アミのひとり言

事務所のアイドル犬アミのひとり言です。

欧州におけるジプシー解放の日は来るか?

ジプシー(Gypsy)は差別用語になるので最近はロマ(Roma)と表現するようだが、赤ちゃんを抱いたジプシーの女性が物乞いをする風景はイタリア・南フランス・スペインいたるところでみられる光景だ。数人の子供だけで旅行者に近寄って来て、いつの間にか財布・カバン等を持ち去られたという被害に遭う日本人もたくさんいる。彼らはまともな職に就けないから、生きるためにやむを得ずこのような生活をしているのだそうだ。元々はインド辺りから1,000年~1,500年ほど前にヨーロッパに移動してきたロマ民族であり、ヨーロッパ人にとってみれば勝手に来た不法侵入者だ。空き地にテントを張り集団で暮らしているが住民登録などなく、学齢期の子供でも学校に入れない。大人は店を持つことも許されず、不動産を所有することもできない。路上で商いをするとか、スペインでフラメンコを職業にするなどわずかな合法的活動は許されているが、多くのジプシーは、生きるためには乞食をするか泥棒をするしかない。
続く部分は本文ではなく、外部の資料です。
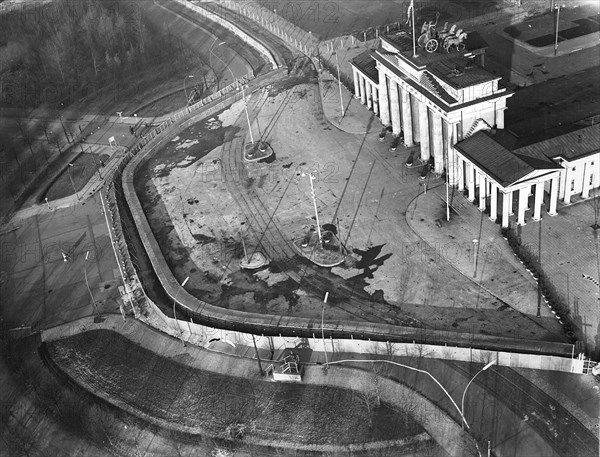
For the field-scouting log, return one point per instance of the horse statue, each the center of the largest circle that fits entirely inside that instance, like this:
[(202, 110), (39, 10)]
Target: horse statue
[(456, 40)]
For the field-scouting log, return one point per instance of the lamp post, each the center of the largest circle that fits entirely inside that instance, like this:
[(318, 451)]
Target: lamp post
[(72, 183), (475, 252), (337, 64), (187, 100), (322, 327), (557, 24), (311, 177), (175, 315), (87, 282), (247, 116), (221, 60), (462, 402)]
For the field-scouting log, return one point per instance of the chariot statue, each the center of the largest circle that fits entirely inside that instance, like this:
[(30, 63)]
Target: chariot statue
[(449, 39)]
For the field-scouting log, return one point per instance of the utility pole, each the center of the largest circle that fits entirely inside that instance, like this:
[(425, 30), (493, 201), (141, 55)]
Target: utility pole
[(322, 327), (262, 373)]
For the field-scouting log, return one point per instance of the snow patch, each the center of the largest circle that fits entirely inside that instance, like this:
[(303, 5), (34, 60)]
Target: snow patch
[(270, 278), (187, 144), (229, 116)]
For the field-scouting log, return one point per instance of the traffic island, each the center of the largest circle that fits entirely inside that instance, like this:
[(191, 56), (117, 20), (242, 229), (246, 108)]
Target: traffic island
[(325, 252), (253, 152), (253, 262)]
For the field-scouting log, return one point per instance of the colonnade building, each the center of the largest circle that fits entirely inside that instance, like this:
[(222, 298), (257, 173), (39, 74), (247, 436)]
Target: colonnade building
[(435, 99), (453, 108)]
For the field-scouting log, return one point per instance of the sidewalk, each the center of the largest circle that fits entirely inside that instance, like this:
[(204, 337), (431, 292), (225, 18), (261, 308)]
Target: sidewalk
[(357, 119), (489, 262)]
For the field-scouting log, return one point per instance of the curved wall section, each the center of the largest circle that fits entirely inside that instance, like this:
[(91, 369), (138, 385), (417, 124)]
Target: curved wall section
[(262, 324)]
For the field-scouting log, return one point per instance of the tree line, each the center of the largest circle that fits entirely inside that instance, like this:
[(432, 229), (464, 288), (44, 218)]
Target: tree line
[(59, 52)]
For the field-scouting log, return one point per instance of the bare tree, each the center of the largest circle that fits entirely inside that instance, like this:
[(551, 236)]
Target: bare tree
[(370, 394), (101, 426), (595, 204), (26, 138)]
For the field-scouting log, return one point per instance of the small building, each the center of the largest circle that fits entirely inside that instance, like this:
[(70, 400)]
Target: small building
[(491, 165), (434, 97), (288, 369)]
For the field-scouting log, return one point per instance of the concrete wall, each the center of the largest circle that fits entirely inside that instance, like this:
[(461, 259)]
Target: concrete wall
[(202, 335), (233, 28)]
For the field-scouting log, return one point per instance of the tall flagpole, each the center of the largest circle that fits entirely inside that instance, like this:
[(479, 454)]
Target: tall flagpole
[(448, 172), (412, 12)]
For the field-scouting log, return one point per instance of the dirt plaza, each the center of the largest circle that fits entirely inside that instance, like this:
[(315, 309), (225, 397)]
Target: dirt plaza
[(191, 192)]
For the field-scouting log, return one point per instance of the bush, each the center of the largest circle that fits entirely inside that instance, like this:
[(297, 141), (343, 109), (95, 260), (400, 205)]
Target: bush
[(531, 262)]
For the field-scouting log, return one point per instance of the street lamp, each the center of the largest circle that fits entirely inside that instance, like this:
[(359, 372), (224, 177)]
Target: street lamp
[(72, 183), (462, 403), (247, 116), (322, 327), (557, 7), (87, 283), (211, 53), (175, 315), (475, 252), (187, 100), (311, 177)]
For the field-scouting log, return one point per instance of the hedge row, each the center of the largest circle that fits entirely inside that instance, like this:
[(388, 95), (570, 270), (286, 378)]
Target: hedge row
[(551, 296)]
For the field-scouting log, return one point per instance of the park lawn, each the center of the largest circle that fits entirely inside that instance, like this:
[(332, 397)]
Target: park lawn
[(106, 362), (74, 178)]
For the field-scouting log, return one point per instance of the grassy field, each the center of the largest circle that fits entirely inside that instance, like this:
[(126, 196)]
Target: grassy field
[(109, 363), (76, 177)]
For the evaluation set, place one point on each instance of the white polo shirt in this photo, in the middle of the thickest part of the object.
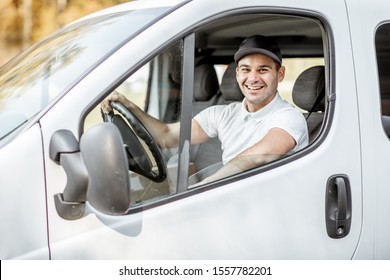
(238, 129)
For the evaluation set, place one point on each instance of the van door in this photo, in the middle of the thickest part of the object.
(370, 41)
(305, 206)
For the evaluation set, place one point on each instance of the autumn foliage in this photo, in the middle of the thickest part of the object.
(23, 22)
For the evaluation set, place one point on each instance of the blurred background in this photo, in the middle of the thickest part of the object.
(24, 22)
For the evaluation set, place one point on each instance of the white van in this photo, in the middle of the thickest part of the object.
(75, 186)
ヨーロッパ各国はジプシーと自国民との婚姻を禁止しているので、その国に同化することもない。

ジプシーの比較的多い国はルーマニアブルガリア・スペイン・フランス・トルコ・ギリシャハンガリーなど(それぞれ70万人~40万人前後か)といわれるが、ほぼ全欧州に散らばっている。第二次世界大戦の頃までは奴隷として使われていた者が圧倒的に多かった。第二次世界大戦の間にナチスが殺害したジプシーは50万~150万人と言われるが、どの国でも人口に反映されていないから、正確な犠牲者の数は誰にも分からない。今現在も統計がないので欧州にどれだけのジプシーがいるのか不明だ。有力な推計によれば1,000万~1,200万人といわれるが、400万人説も1,400万人説もある。

出自はともかく、彼らは人間であることに疑いはない。ならばそろそろ基本的人権を認めて欧州の正式な構成員としなければ民主主義の名が廃るというものだ。米国も黒人奴隷を解放して基本的人権を認めたから今の大統領がいる。欧州のジプシーは一部米国にも渡り、移民の米国ではジプシーはいち早く基本的人権を認められたから、その子孫から大統領も誕生した(Bill Clintonの高祖父は1860年死亡したロマ民族指導者Andrew Brides)。パスポートもなくヨーロッパの国境を通過できる人間はジプシーだけだ。どの国も自国に残ってほしくないから旅券のないジプシーを出国させる。隣は別の国だから入国を認めなければ国境沿いに広大なキャンプができる。それも困るので「3日以内に自国から出国せよ」と条件を付けて入国を許可する。元々入国日を記載する旅券も持たないから何年滞在したか管理もできない。たとえ管理できたところでインドに強制送還すべきなのかどこに強制送還を受け入れる国があるのか分からない。

2009年・2010年にフランス大統領Nicolas Sarkozyは国内のジプシーキャンプの一部を強制撤去し、約2万人をルーマニアブルガリアに強制送還した際、ジプシーとフランス警察の間で大騒動があったが、ルーマニアブルガリアもフランスの人権侵害に対して激しく非難した。EU人権委員会ルクセンブルクなどジプシーのほとんどいない国が委員長を務めており、ジプシーに基本的人権を認めないのは不名誉なことだとフランス等を非難している。ジプシー差別問題は欧州の恥部であり、いつの日かジプシーの開放が実現するまで、中国など他国の人権侵害を非難する権利はないと言わざるを得ない。